I'm writing a Clojure implementation of this coding challenge, attempting to find the average length of sequence records in Fasta format:
>1
GATCGA
GTC
>2
GCA
>3
AAAAA
For more background see this related StackOverflow post about an Erlang solution.
My beginner Clojure attempt uses lazy-seq to attempt to read in the file one record at a time so it will scale to large files. However it is fairly memory hungry and slow, so I suspect that it's not implemented optimally. Here is a solution using the BioJava library to abstract out the parsing of the records:
(import '(org.biojava.bio.seq.io SeqIOTools))
(use '[clojure.contrib.duck-streams :only (reader)])

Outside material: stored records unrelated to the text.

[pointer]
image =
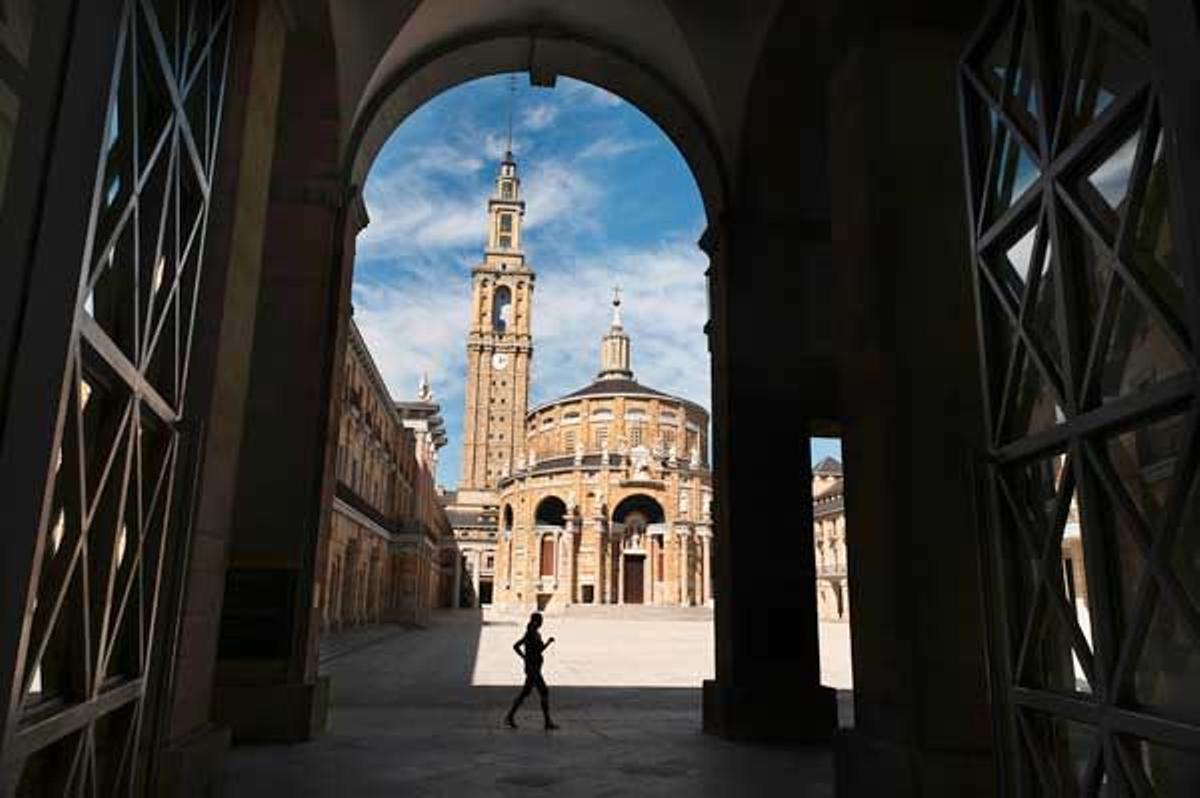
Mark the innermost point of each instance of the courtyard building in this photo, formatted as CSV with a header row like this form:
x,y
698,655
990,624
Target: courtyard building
x,y
963,237
829,539
599,497
388,549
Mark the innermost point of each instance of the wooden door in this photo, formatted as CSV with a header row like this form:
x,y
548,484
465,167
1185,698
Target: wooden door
x,y
635,583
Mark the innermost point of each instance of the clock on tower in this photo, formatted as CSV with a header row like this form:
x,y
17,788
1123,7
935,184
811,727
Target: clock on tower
x,y
499,345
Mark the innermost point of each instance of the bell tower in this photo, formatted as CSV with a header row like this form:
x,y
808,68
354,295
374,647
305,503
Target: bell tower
x,y
499,345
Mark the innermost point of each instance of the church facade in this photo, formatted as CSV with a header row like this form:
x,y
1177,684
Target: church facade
x,y
601,496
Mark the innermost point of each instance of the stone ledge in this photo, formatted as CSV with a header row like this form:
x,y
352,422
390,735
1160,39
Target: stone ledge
x,y
771,712
192,766
273,713
871,766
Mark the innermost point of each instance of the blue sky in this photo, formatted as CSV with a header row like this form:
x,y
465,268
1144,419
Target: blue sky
x,y
609,201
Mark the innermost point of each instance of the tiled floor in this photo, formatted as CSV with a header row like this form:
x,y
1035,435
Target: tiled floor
x,y
418,713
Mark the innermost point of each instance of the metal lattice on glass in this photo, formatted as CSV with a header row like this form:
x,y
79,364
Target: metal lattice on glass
x,y
89,640
1089,377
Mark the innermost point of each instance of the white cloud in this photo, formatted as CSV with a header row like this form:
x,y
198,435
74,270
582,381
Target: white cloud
x,y
553,191
418,329
610,148
589,93
664,310
538,117
415,210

(defn seq-lengths [seq-iter]
"Produce a lazy collection of sequence lengths given a BioJava StreamReader"
(lazy-seq
(if (.hasNext seq-iter)
(cons (.length (.nextSequence seq-iter)) (seq-lengths seq-iter)))))
(defn fasta-to-lengths [in-file seq-type]
"Use BioJava to read a Fasta input file as a StreamReader of sequences"
(seq-lengths (SeqIOTools/fileToBiojava "fasta" seq-type (reader in-file))))
(defn average [coll]
(/ (reduce + coll) (count coll)))
(when *command-line-args*
(println
(average (apply fasta-to-lengths *command-line-args*))))
and an equivalent approach without external libraries:
(use '[clojure.contrib.duck-streams :only (read-lines)])
(defn seq-lengths [lines cur-length]
"Retrieve lengths of sequences in the file using line lengths"
(lazy-seq
(let [cur-line (first lines)
remain-lines (rest lines)]
(if (= nil cur-line) [cur-length]
(if (= \> (first cur-line))
(cons cur-length (seq-lengths remain-lines 0))
(seq-lengths remain-lines (+ cur-length (.length cur-line))))))))
(defn fasta-to-lengths-bland [in-file seq-type]
; pop off first item since it will be everything up to the first >
(rest (seq-lengths (read-lines in-file) 0)))
(defn average [coll]
(/ (reduce + coll) (count coll)))
(when *command-line-args*
(println
(average (apply fasta-to-lengths-bland *command-line-args*))))
The current implementation takes 44 seconds on a large file compared to 7 seconds for a Python implementation. Can you offer any suggestions on speeding the code up and making it more intuitive? Is the usage of lazy-seq correctly parsing the file record by record as intended?